Posted: Sun Jun 23, 2013 4:30 am
by Conan
Well that's it for eOn on my 32 bit Windows computers- NNW. Not requesting any more work for this project.

I have been running this project for ages as it is one of my favorites and hardly ever has a problem.
However after wrestling for control of my computer for over an hour due to eOn tasks consuming all memory on the computer, to the point that the computer no longer did anything, I have stopped getting new tasks.
As I stated before I only have 3 GB of memory available but these eOn tasks had a Windows Commit Charge of almost 5 GB and they was trying to go higher but couldn't get anymore memory so the computer froze.

Prior to recently this project has been very reliable so I don't know what has changed as there has not been an Application update that I can see.
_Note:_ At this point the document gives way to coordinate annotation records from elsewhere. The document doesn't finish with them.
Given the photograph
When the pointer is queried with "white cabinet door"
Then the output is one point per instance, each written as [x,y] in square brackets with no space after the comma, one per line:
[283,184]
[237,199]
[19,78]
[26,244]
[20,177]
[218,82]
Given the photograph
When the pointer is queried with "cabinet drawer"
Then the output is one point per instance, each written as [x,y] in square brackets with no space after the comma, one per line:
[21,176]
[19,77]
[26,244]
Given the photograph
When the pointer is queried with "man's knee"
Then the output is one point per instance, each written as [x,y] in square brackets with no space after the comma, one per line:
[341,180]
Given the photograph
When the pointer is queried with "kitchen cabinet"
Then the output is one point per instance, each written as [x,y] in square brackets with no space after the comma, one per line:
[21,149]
My Linux 64 bit computer with 8 GB RAM can handle a couple of these eOn tasks running together but not my Windows computer.

Conan

Re: memory leak/OOM kill

Posted: Sun Jun 23, 2013 9:31 am
by Yacob
Not requesting any more work for this project.
Me too!!
Please, update when the issues are fixed so we can resume the work on this project.

Thanks!!!

Re: memory leak/OOM kill

Posted: Thu Jul 04, 2013 4:32 pm
by Sebastien
stauff wrote:Hi guys,

We are trying to resolve this issue. Can either of you provide a workunitid or resultid of jobs that have crashed--this will greatly speedup our search for the source of this issue.
The problem seems to be located in the function ParallelReplicaJob::dephase()
100,000 dephaseSteps is too high.

Re: memory leak/OOM kill

Posted: Fri Jul 05, 2013 3:59 am
by felixonmars
stauff wrote:Hi guys,

We are trying to resolve this issue. Can either of you provide a workunitid or resultid of jobs that have crashed--this will greatly speedup our search for the source of this issue.
http://eon.ices.utexas.edu/eon2/result. ... =233022466

My box has 16GB ram and I also enabled 16GB zram to make some of the WUs completed without an error - but that's still not stable so I have to select "no new tasks" for now. Waiting for this issue to be fixed :)

Re: memory leak/OOM kill

Posted: Mon Jul 08, 2013 4:14 pm
by felixonmars
ZPC2THLgate wrote:The client binary has been updated and should now work.
Thanks! It works fine here.

Re: memory leak/OOM kill

Posted: Mon Aug 19, 2013 2:23 am
by losyguy
Yacob wrote:Same here with Windows 7 64 bits.
Here is the code

Code: Select all

232158948 	241325083 	33859 	22 Jun 2013 16:47:31 UTC 	22 Jun 2013 17:17:04 UTC 	Aborted by user 			277.82 	231.74 	--- 	eOn Client v5.00
232158904 	241325039 	33859 	22 Jun 2013 16:47:31 UTC 	22 Jun 2013 17:17:04 UTC 	Aborted by user 			277.82 	232.60 	--- 	eOn Client v5.00
232158903 	241325038 	33859 	22 Jun 2013 16:47:31 UTC 	22 Jun 2013 17:17:04 UTC 	Aborted by user 			277.82 	230.69 	--- 	eOn Client v5.00
232158902 	241325037 	33859 	22 Jun 2013 16:47:31 UTC 	22 Jun 2013 17:17:04 UTC 	Error while computing 	277.82 	230.82 	--- 	eOn Client v5.00
232158901 	241325036 	33859 	22 Jun 2013 16:47:31 UTC 	22 Jun 2013 17:17:04 UTC 	Aborted by user 			277.82 	230.93 	--- 	eOn Client v5.00
232158900 	241325035 	33859 	22 Jun 2013 16:47:31 UTC 	22 Jun 2013 17:17:04 UTC 	Aborted by user 			277.82 	231.13 	--- 	eOn Client v5.00
Hello Yacob,

I am having the same problem and I am also on a Windows 7 machine. Did you ever figure out a solution to this? Thanks so much.